Still, while the trumpet leads the 19th century orchestral brass section, there’s surprisingly little Romantic solo music in its repertoire. However, after the pioneering work done by John Philip Sousa’s lead cornettist, Herbert L. Clarke, and early jazz performers like Bix Beiderbecke and Louis Armstrong, the trumpet began to come into its own as a solo instrument in the 20th century. The technological and technical possibilities of the trumpet are still growing, as well the possibilities that come from combining the instrument with electronics. Trumpet repertoire is rapidly expanding, and it’s a field in which there is still much important research to be done.

Some of the most interesting work being done by trumpeters today comes from the early music movement, where new information about ancient times is constantly changing how we approach the instrument. And it would be remiss to ignore the important contributions being made by players from jazz, free improvisation, and non-Western traditions.

Buzz off!

The production of sound on a brass instrument, such as the trumpet, is achieved by blowing air through “m” shaped lips, or “buzzing” into the mouthpiece. Through changes of embouchure (the position, tension and flexibility of the lips in relation to the mouthpiece) overtones and harmonics are created which allow for changes of pitch. The size, shape and dimensions of the mouthpiece used directly affect the resulting timbre of the instrument. These elements also influence facility and comfort for the player.

Amy Horvey’s Trumpet Tips

For the beginner
What would you consider to be an important, yet often overlooked element of instrument care that trumpeters should follow in order to maintain their instrument?
Get your trumpet cleaned and calibrated regularly by a professional! It's a precision instrument and having everything tuned up and in working order can make a big difference. I go to Ron Partch Brasswind in Toronto, who uses ultrasound vibrations to internally clean the horn; hi-tech stuff.

For the intermediate
What is an essential daily routine that intermediate-level trumpeters should have in their arsenal to maintain and further develop their playing?
Practice in 20-minute increments, making sure that you rest as much as you play. Practice your fundamentals: air flow exercises, lip flexibilities, scales, and Clarke studies.

For the advanced
What would you recommend as a potentially inexpensive way to upgrade a trumpet for someone who may not be able to afford a professional instrument?
You can try second-hand instruments. Fortunately, trumpets are relatively cheap instruments and you can find an inexpensive horn that can last a lifetime!

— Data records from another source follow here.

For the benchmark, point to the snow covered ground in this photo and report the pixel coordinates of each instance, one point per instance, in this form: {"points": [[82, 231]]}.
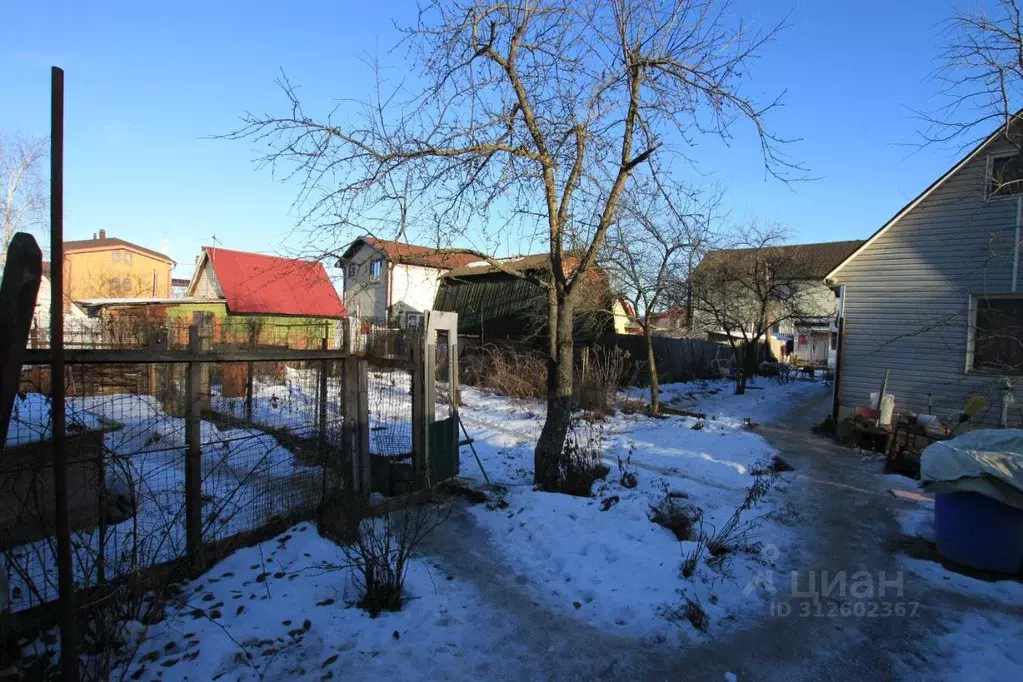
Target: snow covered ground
{"points": [[615, 569], [242, 470], [276, 610], [983, 620]]}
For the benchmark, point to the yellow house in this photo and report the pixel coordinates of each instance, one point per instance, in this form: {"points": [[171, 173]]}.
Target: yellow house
{"points": [[110, 268]]}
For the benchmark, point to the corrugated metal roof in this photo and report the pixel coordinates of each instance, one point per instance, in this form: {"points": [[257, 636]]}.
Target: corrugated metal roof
{"points": [[274, 285], [399, 252]]}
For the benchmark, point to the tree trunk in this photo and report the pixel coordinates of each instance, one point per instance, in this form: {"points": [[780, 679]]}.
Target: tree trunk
{"points": [[547, 468], [655, 389]]}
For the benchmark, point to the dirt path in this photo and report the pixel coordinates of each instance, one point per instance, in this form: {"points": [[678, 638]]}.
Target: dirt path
{"points": [[835, 499]]}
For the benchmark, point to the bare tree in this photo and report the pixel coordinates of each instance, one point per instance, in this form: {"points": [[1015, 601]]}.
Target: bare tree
{"points": [[980, 76], [743, 290], [649, 252], [528, 118], [23, 190]]}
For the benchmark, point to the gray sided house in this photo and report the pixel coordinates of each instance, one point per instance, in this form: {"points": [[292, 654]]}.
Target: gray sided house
{"points": [[933, 296], [392, 282], [494, 305]]}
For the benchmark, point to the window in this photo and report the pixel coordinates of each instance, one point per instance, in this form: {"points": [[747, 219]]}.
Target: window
{"points": [[1005, 176], [413, 320], [996, 334]]}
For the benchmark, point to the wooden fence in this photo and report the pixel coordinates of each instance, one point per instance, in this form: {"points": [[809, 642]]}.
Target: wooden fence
{"points": [[677, 359]]}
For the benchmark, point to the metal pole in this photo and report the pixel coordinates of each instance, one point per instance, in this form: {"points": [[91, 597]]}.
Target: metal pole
{"points": [[65, 575]]}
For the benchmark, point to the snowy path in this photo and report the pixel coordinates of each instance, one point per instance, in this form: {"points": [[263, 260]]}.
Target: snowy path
{"points": [[840, 495], [550, 587], [840, 504]]}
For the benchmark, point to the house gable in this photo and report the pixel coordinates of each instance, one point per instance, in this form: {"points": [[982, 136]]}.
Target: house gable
{"points": [[907, 292], [993, 144]]}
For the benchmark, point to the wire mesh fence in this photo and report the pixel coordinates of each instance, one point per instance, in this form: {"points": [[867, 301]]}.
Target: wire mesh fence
{"points": [[267, 434]]}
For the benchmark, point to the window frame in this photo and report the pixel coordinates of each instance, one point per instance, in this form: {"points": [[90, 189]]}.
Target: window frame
{"points": [[971, 342], [988, 176]]}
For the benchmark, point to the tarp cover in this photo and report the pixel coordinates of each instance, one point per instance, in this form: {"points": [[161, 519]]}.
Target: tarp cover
{"points": [[986, 460]]}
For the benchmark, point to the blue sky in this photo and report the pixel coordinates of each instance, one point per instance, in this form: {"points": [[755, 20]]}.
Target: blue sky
{"points": [[147, 84]]}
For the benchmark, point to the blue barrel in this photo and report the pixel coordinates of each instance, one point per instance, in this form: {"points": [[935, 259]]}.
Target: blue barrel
{"points": [[978, 532]]}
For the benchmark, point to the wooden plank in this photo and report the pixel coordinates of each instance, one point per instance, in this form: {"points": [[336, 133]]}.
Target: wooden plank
{"points": [[350, 424], [193, 456], [136, 356], [321, 402], [362, 449]]}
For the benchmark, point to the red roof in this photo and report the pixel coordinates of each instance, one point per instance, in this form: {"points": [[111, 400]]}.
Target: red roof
{"points": [[399, 252], [273, 285]]}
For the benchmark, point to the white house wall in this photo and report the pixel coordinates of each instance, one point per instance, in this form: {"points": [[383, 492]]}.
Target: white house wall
{"points": [[413, 288]]}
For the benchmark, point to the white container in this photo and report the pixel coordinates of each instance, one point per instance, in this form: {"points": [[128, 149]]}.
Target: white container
{"points": [[874, 399], [887, 410]]}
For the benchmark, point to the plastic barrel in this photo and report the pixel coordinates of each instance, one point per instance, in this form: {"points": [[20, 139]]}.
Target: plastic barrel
{"points": [[978, 532]]}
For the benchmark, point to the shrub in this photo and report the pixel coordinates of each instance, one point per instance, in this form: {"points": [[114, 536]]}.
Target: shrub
{"points": [[687, 609], [601, 374], [582, 461], [381, 553], [677, 516], [626, 472]]}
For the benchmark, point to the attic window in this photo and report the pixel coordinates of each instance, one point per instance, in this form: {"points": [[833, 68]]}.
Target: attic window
{"points": [[1005, 177], [996, 331]]}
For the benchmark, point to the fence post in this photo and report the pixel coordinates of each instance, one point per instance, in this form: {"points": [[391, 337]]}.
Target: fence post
{"points": [[362, 446], [419, 455], [193, 457], [321, 403], [250, 370]]}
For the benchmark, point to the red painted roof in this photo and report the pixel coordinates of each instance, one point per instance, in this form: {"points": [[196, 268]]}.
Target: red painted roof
{"points": [[273, 285], [399, 252]]}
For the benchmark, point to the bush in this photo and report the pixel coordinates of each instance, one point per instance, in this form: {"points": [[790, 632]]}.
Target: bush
{"points": [[602, 373], [381, 553], [687, 609], [583, 457], [626, 472]]}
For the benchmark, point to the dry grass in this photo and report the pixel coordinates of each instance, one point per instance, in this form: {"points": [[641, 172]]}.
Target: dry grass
{"points": [[504, 370]]}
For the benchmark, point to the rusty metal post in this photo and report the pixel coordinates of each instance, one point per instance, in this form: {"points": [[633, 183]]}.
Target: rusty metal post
{"points": [[65, 572], [419, 420], [23, 271], [193, 456], [321, 402]]}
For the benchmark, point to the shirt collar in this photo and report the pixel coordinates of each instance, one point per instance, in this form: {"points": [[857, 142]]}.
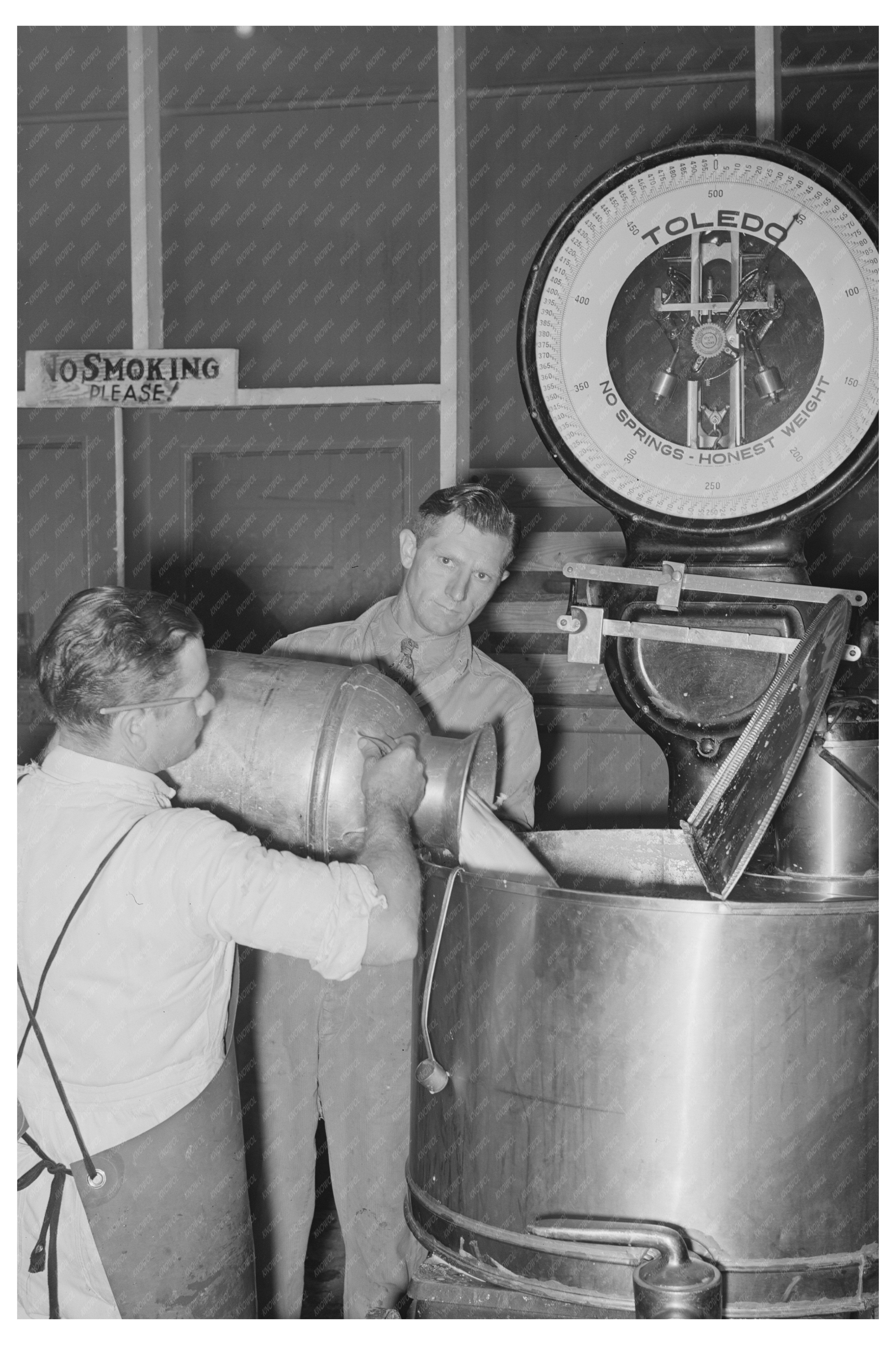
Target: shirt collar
{"points": [[436, 650], [77, 768]]}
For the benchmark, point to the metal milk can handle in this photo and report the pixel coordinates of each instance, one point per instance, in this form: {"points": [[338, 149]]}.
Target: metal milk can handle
{"points": [[430, 1072]]}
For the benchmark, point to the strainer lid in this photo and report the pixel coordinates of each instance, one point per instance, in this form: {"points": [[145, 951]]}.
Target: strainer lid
{"points": [[728, 822]]}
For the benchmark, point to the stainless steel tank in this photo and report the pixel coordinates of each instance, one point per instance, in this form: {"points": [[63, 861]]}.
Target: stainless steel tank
{"points": [[627, 1047], [283, 752], [828, 822]]}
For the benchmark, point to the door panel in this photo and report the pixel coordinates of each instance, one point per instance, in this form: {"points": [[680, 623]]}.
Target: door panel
{"points": [[67, 516], [282, 541]]}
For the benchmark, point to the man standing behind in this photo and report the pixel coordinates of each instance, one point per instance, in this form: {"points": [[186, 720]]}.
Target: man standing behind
{"points": [[455, 553]]}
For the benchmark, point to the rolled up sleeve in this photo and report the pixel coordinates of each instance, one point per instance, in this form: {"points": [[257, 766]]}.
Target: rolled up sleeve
{"points": [[271, 899]]}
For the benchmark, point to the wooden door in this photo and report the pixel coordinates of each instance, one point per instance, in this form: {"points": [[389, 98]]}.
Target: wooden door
{"points": [[67, 514]]}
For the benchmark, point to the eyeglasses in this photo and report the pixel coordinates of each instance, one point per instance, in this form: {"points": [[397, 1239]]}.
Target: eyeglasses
{"points": [[147, 705]]}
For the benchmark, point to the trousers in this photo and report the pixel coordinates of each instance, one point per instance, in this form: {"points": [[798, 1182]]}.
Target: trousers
{"points": [[307, 1047]]}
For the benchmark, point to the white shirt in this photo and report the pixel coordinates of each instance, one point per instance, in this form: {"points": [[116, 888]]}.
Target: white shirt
{"points": [[134, 1008]]}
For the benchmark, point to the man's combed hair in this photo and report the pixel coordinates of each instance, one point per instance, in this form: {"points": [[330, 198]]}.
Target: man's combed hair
{"points": [[477, 505], [111, 646]]}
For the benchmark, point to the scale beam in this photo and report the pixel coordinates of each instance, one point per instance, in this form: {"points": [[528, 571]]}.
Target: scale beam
{"points": [[588, 629], [710, 584]]}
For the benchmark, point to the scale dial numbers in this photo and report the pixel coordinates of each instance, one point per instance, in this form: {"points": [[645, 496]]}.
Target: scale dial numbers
{"points": [[700, 341]]}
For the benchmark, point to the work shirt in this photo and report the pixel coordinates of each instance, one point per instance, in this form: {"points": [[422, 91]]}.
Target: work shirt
{"points": [[458, 688], [135, 1005]]}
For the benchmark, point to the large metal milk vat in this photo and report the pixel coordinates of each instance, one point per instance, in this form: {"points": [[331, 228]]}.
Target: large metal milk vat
{"points": [[627, 1047]]}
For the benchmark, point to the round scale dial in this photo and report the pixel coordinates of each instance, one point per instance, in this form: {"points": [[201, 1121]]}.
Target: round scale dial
{"points": [[699, 337]]}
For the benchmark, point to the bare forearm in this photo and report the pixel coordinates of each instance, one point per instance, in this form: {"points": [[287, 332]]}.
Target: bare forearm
{"points": [[389, 855]]}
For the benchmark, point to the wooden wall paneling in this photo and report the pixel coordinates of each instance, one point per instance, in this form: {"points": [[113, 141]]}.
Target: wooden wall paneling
{"points": [[301, 201], [75, 275], [454, 257], [831, 99]]}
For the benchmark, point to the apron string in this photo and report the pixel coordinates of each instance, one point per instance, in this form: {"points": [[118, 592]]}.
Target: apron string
{"points": [[45, 1250], [70, 918]]}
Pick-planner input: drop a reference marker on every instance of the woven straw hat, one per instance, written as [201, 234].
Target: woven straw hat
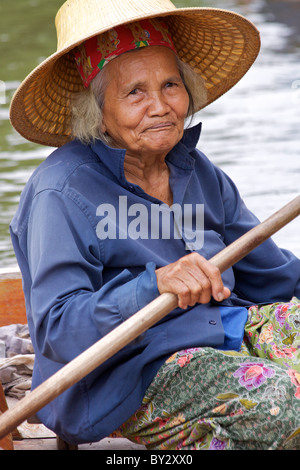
[220, 45]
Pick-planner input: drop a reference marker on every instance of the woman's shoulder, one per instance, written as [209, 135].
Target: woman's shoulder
[55, 170]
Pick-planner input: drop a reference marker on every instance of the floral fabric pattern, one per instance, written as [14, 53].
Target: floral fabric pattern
[208, 399]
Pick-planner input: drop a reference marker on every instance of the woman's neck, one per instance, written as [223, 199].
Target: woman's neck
[151, 174]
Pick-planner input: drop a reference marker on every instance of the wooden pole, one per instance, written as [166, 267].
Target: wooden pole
[114, 341]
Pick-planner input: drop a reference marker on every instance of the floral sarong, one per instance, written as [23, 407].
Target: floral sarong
[205, 399]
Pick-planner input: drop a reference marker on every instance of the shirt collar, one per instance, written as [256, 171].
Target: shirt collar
[114, 158]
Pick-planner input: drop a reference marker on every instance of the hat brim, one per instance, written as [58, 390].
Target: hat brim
[218, 44]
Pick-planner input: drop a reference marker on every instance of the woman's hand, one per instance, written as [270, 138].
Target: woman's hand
[193, 279]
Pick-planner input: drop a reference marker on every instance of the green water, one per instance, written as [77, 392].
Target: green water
[267, 100]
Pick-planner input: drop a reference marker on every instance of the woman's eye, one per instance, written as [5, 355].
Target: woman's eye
[170, 84]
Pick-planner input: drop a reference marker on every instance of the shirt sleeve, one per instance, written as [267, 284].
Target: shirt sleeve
[266, 274]
[68, 294]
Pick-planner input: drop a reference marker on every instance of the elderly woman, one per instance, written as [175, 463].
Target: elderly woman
[126, 209]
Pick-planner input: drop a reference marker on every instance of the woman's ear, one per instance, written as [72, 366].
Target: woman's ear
[103, 127]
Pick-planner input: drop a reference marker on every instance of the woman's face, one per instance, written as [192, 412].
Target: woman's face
[145, 102]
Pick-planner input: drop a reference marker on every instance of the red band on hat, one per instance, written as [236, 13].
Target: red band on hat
[96, 52]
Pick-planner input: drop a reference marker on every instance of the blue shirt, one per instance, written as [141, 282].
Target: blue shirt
[80, 285]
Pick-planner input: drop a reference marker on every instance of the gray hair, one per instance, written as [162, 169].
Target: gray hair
[86, 109]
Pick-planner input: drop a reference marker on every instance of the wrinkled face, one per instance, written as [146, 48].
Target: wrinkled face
[145, 102]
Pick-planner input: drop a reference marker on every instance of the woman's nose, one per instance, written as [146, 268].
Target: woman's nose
[158, 104]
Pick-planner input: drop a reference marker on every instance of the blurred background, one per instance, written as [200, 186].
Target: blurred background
[252, 132]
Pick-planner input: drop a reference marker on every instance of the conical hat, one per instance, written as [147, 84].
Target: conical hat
[218, 44]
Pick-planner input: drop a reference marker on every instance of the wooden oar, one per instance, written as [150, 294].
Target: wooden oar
[113, 342]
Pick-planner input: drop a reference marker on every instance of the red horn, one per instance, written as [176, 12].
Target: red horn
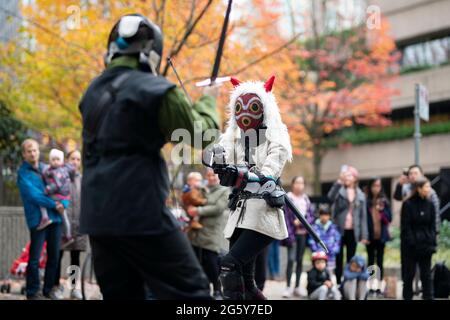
[235, 82]
[269, 84]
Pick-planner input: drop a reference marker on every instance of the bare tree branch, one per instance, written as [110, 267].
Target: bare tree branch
[256, 61]
[190, 28]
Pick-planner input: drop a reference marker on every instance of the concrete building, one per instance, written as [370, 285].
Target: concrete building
[421, 29]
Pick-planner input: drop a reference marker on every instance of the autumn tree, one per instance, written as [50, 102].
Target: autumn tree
[342, 80]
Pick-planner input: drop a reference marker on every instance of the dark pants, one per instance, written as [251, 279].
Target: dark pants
[165, 264]
[74, 261]
[260, 268]
[410, 262]
[347, 240]
[245, 246]
[51, 234]
[274, 259]
[375, 251]
[209, 260]
[295, 255]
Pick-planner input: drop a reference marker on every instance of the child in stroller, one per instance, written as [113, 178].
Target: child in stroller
[19, 267]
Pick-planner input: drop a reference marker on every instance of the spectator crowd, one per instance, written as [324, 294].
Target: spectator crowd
[352, 216]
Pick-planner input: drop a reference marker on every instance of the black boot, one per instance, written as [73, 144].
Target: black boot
[252, 292]
[231, 279]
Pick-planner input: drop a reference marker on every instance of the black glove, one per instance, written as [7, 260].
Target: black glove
[227, 175]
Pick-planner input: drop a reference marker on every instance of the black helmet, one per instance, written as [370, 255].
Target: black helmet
[134, 34]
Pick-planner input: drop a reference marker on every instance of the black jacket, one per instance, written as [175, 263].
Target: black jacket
[418, 227]
[316, 279]
[125, 180]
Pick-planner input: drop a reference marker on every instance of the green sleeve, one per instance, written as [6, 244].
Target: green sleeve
[176, 112]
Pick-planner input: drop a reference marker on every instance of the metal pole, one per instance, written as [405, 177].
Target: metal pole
[417, 133]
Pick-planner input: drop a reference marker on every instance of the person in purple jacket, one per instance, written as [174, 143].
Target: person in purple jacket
[354, 286]
[329, 234]
[296, 241]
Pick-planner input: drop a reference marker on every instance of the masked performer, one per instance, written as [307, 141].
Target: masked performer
[250, 158]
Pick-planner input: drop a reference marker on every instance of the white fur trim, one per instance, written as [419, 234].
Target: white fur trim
[276, 130]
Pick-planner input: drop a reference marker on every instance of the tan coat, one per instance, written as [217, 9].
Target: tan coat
[270, 158]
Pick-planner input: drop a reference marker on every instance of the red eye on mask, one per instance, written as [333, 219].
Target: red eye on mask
[254, 107]
[238, 107]
[248, 111]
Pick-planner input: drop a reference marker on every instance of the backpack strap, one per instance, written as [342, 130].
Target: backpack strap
[97, 114]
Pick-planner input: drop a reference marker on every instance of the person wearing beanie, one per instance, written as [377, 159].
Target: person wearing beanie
[355, 279]
[319, 285]
[57, 177]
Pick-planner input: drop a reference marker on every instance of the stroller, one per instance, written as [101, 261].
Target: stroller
[19, 267]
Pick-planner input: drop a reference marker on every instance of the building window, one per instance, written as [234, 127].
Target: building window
[426, 54]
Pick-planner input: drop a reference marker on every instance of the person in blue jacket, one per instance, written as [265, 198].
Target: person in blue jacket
[31, 187]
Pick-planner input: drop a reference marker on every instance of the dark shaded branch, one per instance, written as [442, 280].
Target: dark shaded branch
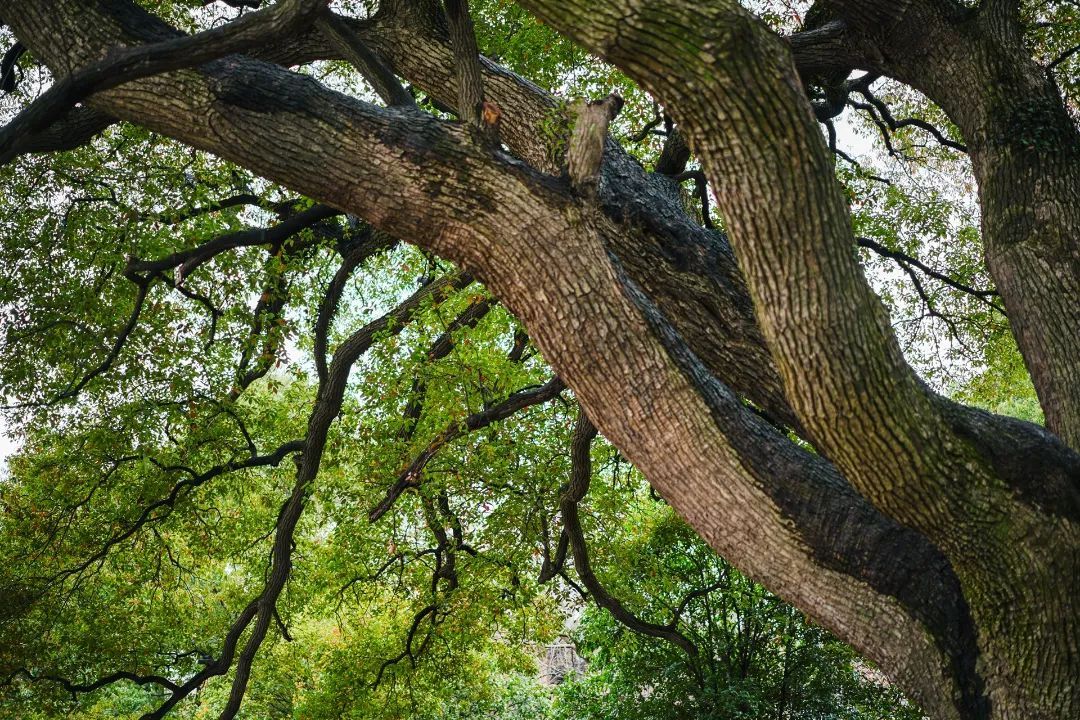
[467, 63]
[585, 150]
[131, 63]
[580, 476]
[882, 116]
[518, 401]
[1064, 56]
[701, 189]
[79, 688]
[179, 490]
[982, 296]
[367, 63]
[186, 261]
[8, 65]
[367, 244]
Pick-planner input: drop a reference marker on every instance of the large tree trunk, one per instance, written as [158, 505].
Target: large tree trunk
[941, 541]
[1024, 148]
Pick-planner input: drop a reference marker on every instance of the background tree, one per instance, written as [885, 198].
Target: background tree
[758, 384]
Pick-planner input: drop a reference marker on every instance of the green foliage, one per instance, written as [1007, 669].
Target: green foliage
[131, 535]
[758, 656]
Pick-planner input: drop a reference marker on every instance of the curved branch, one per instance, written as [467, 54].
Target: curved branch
[580, 476]
[412, 476]
[126, 64]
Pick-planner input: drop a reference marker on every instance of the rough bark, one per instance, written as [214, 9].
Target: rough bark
[734, 90]
[920, 537]
[1024, 148]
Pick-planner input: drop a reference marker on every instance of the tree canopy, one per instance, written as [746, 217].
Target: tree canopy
[361, 353]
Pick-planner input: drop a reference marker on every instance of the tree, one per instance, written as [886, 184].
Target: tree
[752, 375]
[758, 656]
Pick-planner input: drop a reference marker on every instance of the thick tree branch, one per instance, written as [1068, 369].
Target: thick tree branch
[126, 64]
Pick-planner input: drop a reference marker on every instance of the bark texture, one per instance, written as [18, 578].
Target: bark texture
[939, 540]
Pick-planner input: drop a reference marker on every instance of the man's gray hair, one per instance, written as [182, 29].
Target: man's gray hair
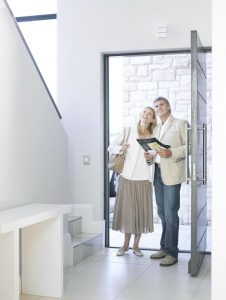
[164, 99]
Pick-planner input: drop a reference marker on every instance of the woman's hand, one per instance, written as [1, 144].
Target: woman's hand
[124, 147]
[149, 155]
[164, 153]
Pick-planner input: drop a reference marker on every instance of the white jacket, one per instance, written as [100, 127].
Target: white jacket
[131, 155]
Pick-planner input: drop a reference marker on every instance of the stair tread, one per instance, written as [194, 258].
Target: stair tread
[83, 237]
[73, 218]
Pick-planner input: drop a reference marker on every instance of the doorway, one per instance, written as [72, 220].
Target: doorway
[132, 81]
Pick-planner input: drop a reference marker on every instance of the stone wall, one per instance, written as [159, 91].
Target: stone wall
[149, 76]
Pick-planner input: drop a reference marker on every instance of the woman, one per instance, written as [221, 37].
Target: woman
[133, 211]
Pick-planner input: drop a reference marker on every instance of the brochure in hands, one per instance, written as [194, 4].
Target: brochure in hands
[152, 144]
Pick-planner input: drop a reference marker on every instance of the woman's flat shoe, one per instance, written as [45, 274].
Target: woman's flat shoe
[121, 251]
[138, 253]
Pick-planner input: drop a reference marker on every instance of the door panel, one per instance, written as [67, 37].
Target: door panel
[198, 155]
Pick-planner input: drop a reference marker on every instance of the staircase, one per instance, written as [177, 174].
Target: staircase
[83, 244]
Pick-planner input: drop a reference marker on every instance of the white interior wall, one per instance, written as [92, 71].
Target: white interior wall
[86, 30]
[33, 143]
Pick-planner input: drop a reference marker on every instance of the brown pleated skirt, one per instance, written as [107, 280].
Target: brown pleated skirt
[133, 211]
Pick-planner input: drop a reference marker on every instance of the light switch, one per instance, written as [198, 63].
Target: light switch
[86, 159]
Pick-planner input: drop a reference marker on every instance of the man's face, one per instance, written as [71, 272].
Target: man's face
[162, 108]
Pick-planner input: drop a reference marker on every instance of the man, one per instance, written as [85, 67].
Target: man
[169, 173]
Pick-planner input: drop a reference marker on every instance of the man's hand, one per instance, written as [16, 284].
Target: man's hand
[164, 153]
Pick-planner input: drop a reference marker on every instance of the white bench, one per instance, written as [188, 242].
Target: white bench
[36, 254]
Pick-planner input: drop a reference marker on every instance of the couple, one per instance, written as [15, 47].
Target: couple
[133, 212]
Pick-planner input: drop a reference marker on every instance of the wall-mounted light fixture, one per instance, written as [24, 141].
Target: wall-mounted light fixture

If you could recommend one work and recording that would romance anyone into falling in love with the trumpet, what would it be and why?

Giacinto Scelsi's phantasmic Quattro pezzi would have to be my choice. It's a piece from the 1950s and there are not many recordings available, so I can't resist blowing my own horn, so to speak, and recommending my own recording on my album Interview, released on the Malasartes Musique label.

Trumpeter Amy Horvey regularly works with the National Arts Centre and Montreal Symphony Orchestras. She has appeared in festivals including the Montreal Baroque Festival, the Ottawa Chamber Music Festival, and the 2010 Vancouver Cultural Olympiad, and has worked with leading early music ensembles including Ensemble Caprice and the Studio de Musique Ancienne de Montréal. She teaches at Concordia University. amyhorvey.com

Did You Know?

While the trumpet was still trying to find its identity through the 18th century, two works left their mark and continue to be significant pieces of the repertoire: a trumpet concerto by Franz Joseph Haydn (1796) and another by Johann Nepomuk Hummel (1803). Both works were written for Austrian trumpet virtuoso Anton Weidinger.